The findings are the latest to suggest a potential role in prostate cancer for calcitriol, the biologically active form of vitamin D. Preclinically, calcitriol has been shown to downregulate apoptosis inhibitors, induce cell cycle arrest and differentiation, and inhibit proliferation of multiple prostate cancer cell lines, including PC-3 and LNCaP.

In these cell lines, calcitriol at concentrations of 0.01 nM (approximating endogenous calcitriol concentrations) did not significantly inhibit growth. However, in concentrations of 1 nM and higher, there was a significant and dose-dependent inhibition of both cell lines, said Dr. Beer, describing results that came from his group’s laboratory but that are similar to those reported by others.

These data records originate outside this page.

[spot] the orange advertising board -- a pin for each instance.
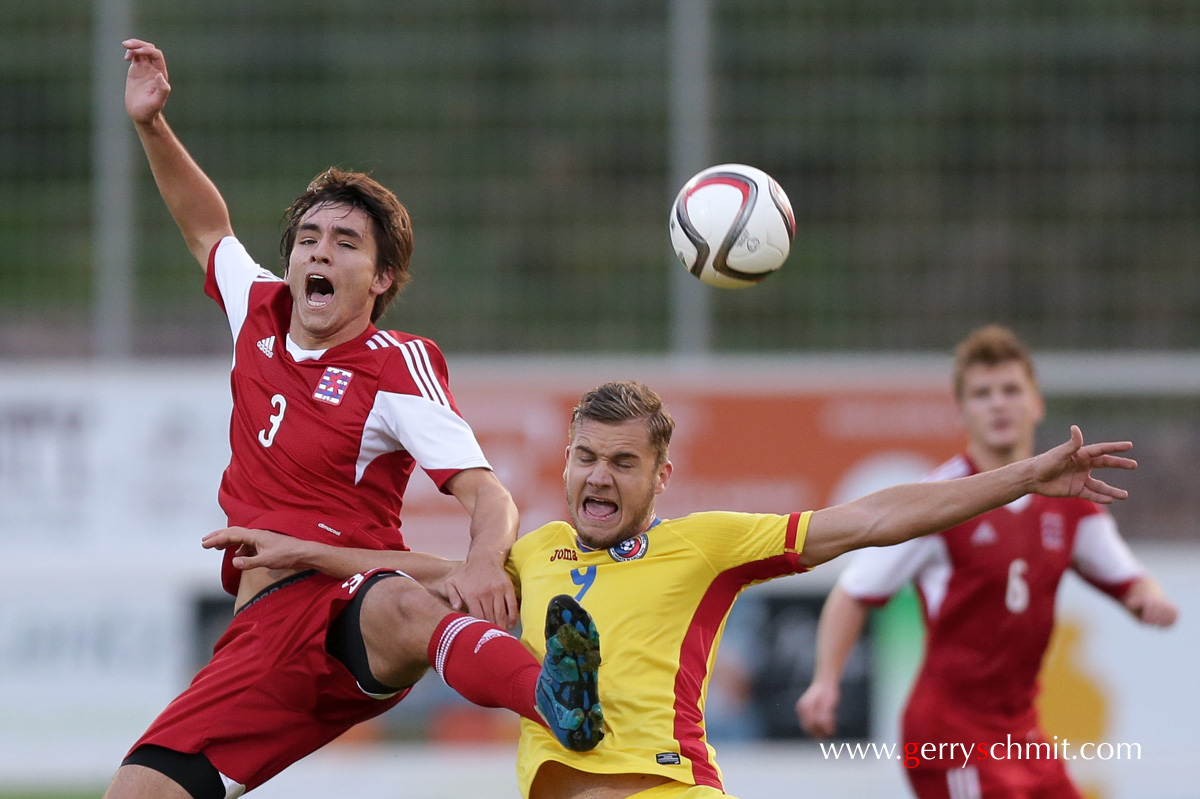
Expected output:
(745, 438)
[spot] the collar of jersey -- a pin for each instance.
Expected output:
(299, 353)
(585, 547)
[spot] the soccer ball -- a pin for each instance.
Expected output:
(732, 226)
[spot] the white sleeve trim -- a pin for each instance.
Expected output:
(235, 271)
(879, 572)
(431, 432)
(1101, 554)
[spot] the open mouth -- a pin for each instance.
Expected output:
(599, 510)
(318, 290)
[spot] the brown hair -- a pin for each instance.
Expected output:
(989, 346)
(393, 226)
(616, 402)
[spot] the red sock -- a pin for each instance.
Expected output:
(485, 665)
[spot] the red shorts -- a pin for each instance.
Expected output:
(271, 695)
(1008, 757)
(991, 782)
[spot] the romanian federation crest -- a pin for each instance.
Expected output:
(630, 548)
(331, 386)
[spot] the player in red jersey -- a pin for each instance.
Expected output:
(330, 418)
(988, 590)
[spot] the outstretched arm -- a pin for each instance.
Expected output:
(839, 629)
(271, 550)
(191, 197)
(481, 587)
(906, 511)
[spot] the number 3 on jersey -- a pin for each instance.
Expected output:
(267, 436)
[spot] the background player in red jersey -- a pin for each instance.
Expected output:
(661, 589)
(330, 418)
(988, 589)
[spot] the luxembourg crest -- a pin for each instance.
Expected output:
(331, 386)
(630, 550)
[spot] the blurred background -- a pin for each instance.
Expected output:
(951, 164)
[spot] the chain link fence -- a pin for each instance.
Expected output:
(951, 163)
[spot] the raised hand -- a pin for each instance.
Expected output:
(1066, 470)
(259, 548)
(145, 84)
(817, 709)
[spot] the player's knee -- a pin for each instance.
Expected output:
(157, 773)
(403, 604)
(397, 619)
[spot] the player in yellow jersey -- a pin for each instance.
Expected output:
(660, 590)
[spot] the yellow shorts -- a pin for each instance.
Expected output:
(681, 791)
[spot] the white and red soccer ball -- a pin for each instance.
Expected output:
(732, 226)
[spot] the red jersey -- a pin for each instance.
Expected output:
(988, 592)
(323, 442)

These preclinical studies have also suggested synergy with several cytotoxic agents, providing a rationale for the clinical trial of the calcitriol/docetaxel combination. For example, Dr. Beer said, in PC-3 cells incubated with either calcitriol or docetaxel, colony formation is about 60% of what is seen in controls; in cells incubated with both agents, colony formation is about 20% of control levels.

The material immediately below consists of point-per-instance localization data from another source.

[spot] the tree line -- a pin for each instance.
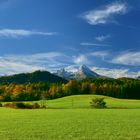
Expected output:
(124, 88)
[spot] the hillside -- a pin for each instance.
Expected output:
(34, 77)
(83, 101)
(82, 72)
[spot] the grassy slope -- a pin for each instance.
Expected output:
(81, 123)
(70, 124)
(83, 101)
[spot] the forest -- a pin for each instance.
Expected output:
(123, 88)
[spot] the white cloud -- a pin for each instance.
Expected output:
(102, 38)
(101, 54)
(115, 73)
(105, 14)
(127, 58)
(15, 33)
(11, 64)
(81, 59)
(94, 44)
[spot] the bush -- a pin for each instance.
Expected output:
(21, 105)
(98, 103)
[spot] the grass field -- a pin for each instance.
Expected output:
(73, 119)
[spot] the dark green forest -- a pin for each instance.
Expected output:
(43, 85)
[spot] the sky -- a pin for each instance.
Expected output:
(54, 34)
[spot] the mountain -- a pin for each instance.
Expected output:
(34, 77)
(65, 74)
(138, 77)
(85, 72)
(81, 73)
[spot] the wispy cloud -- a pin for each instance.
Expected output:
(127, 58)
(81, 59)
(11, 64)
(115, 73)
(105, 14)
(102, 38)
(94, 44)
(101, 54)
(15, 33)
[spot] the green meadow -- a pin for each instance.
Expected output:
(72, 118)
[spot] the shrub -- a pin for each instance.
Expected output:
(21, 105)
(98, 103)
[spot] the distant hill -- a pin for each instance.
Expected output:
(82, 72)
(34, 77)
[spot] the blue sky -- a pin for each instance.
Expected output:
(52, 34)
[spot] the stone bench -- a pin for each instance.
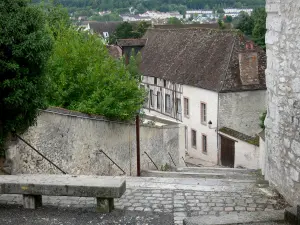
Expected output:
(33, 186)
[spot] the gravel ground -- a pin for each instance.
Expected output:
(15, 215)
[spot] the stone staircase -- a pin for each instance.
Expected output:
(226, 180)
(210, 173)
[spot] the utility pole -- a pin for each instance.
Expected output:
(138, 157)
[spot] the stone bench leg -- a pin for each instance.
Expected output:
(32, 201)
(105, 205)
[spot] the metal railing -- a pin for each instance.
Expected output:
(114, 163)
(172, 159)
(151, 160)
(184, 161)
(37, 151)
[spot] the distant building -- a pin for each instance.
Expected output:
(104, 29)
(236, 12)
(104, 13)
(82, 18)
(211, 14)
(134, 18)
(213, 82)
(151, 15)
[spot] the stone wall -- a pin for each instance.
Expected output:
(240, 111)
(283, 83)
(73, 143)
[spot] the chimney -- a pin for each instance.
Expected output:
(127, 45)
(248, 62)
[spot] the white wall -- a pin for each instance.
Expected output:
(240, 111)
(196, 96)
(246, 155)
(72, 140)
(174, 90)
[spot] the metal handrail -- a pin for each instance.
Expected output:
(151, 160)
(114, 163)
(52, 163)
(172, 159)
(184, 161)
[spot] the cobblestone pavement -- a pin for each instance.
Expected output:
(182, 202)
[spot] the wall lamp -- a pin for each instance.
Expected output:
(210, 125)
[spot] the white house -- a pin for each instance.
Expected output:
(213, 82)
(103, 29)
(134, 18)
(236, 12)
(212, 14)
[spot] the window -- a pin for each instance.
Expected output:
(178, 105)
(204, 143)
(186, 107)
(203, 113)
(168, 104)
(105, 35)
(158, 100)
(151, 98)
(186, 137)
(194, 139)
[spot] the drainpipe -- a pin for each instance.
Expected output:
(138, 157)
(218, 116)
(218, 139)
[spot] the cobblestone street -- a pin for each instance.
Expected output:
(180, 197)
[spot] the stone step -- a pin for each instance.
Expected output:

The major barrier to clinical application of these findings has been hypercalcemia at calcitriol doses high enough to result in antitumor activity. Development of high-dose calcitriol compounds that produce transient high plasma levels of calcitriol when given weekly (high-dose pulse administration or HDPA) has made such studies possible.

Dr. Beer and his colleagues have already presented some clinical data suggesting the promise of this combination. They treated 22 chemotherapy-naïve patients with a high-dose formulation of calcitriol, given orally once weekly, in combination with docetaxel, also given weekly. At a median of 10 months’ treatment, investigators observed no grade 3-4 toxicity, and had three confirmed PSA reductions (47%, 28%, and 10%) and significant prolongation of PSA doubling time in three patients (Cancer, in press).

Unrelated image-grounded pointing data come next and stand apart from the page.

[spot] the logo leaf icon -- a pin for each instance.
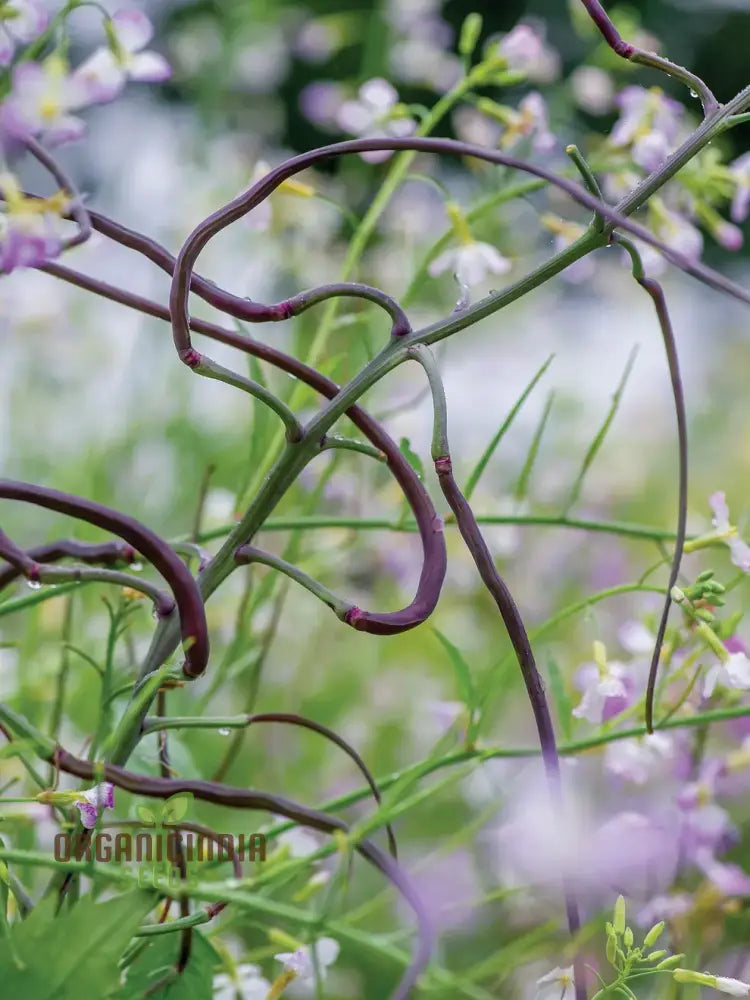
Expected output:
(176, 806)
(146, 815)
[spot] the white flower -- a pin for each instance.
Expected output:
(598, 684)
(300, 962)
(40, 100)
(593, 89)
(471, 263)
(375, 115)
(299, 842)
(645, 113)
(740, 551)
(636, 638)
(99, 797)
(105, 71)
(636, 759)
(733, 673)
(740, 171)
(676, 231)
(529, 121)
(524, 50)
(556, 985)
(23, 21)
(246, 981)
(734, 987)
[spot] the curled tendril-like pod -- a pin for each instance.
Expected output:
(153, 548)
(243, 798)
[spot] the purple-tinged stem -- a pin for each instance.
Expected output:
(654, 289)
(511, 616)
(635, 54)
(434, 559)
(153, 548)
(69, 548)
(211, 226)
(242, 798)
(165, 770)
(242, 308)
(292, 719)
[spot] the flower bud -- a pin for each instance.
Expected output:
(471, 29)
(654, 934)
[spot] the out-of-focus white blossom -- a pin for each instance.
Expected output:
(375, 114)
(106, 71)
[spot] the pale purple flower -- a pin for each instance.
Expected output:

"This suggests there may be some activity, but it is important to know that neither sub-50% PSA reductions nor PSA doubling time lengthening have been validated as endpoints of prostate cancer," Dr. Beer said.

Phase II Study

At this symposium, Dr. Beer presented new data from a single-center phase II investigation of calcitriol/docetaxel in 37 patients with metastatic, androgen-independent prostate cancer who had no prior chemotherapy. Median age of the patients was 72 years, and median ECOG performance status was 1. Median PSA was 99 ng/mL.

Treatment included weekly cycles of high-dose oral calcitriol (Rocaltrol, Roche Laboratories) given at a dose of 0.5 µg/kg on day 1, followed by docetaxel 36 mg/m2 intravenously over 15 to 30 minutes on day 2 (with dexamethasone pretreatment). This was repeated for 6 consecutive weeks in 8-week cycles.

With median follow-up of 17 months, grade 3-4 leukopenia and neutropenia were seen in 41% and 24%, respectively, while grade 3-4 hyperglycemia was seen in 24%. Peptic ulcers developed in 11% of patients, which "seems a bit higher than what we would have expected from docetaxel alone," Dr. Beer said.

PSA Response Rate

Activity of the regimen included an 81% PSA response rate. By comparison, PSA response in four previous trials of docetaxel alone in androgen-independent prostate cancer ranged from 35% to 46%, Dr. Beer said. PSA response is 42% if data on all 138 patients from those four trials are combined.

Fifteen patients (53%) had a measurable disease response. Time to progression was a median of 11.4 months, and overall survival was a median of 19.5 months, both of which compare favorably with historical controls (see Table), Dr. Beer said. Two of the four docetaxel-alone trials reported median time to progression of 5.1 and 4.6 months, and median overall survival of 9.4 and 9 months.

The investigators also performed an exploratory pharmacokinetic study to analyze the effect of each drug on the other. "No pharmacokinetic parameters were affected by the presence of the other agent," Dr. Beer said.

Investigators are looking for confirmation of these results in a larger, randomized, placebo-controlled phase III trial of docetaxel plus another high-dose calcitriol formulation (DN-101, Nova-cea) vs docetaxel plus placebo. This calcitriol formulation is being developed for a variety of solid tumors and hematologic malignancies.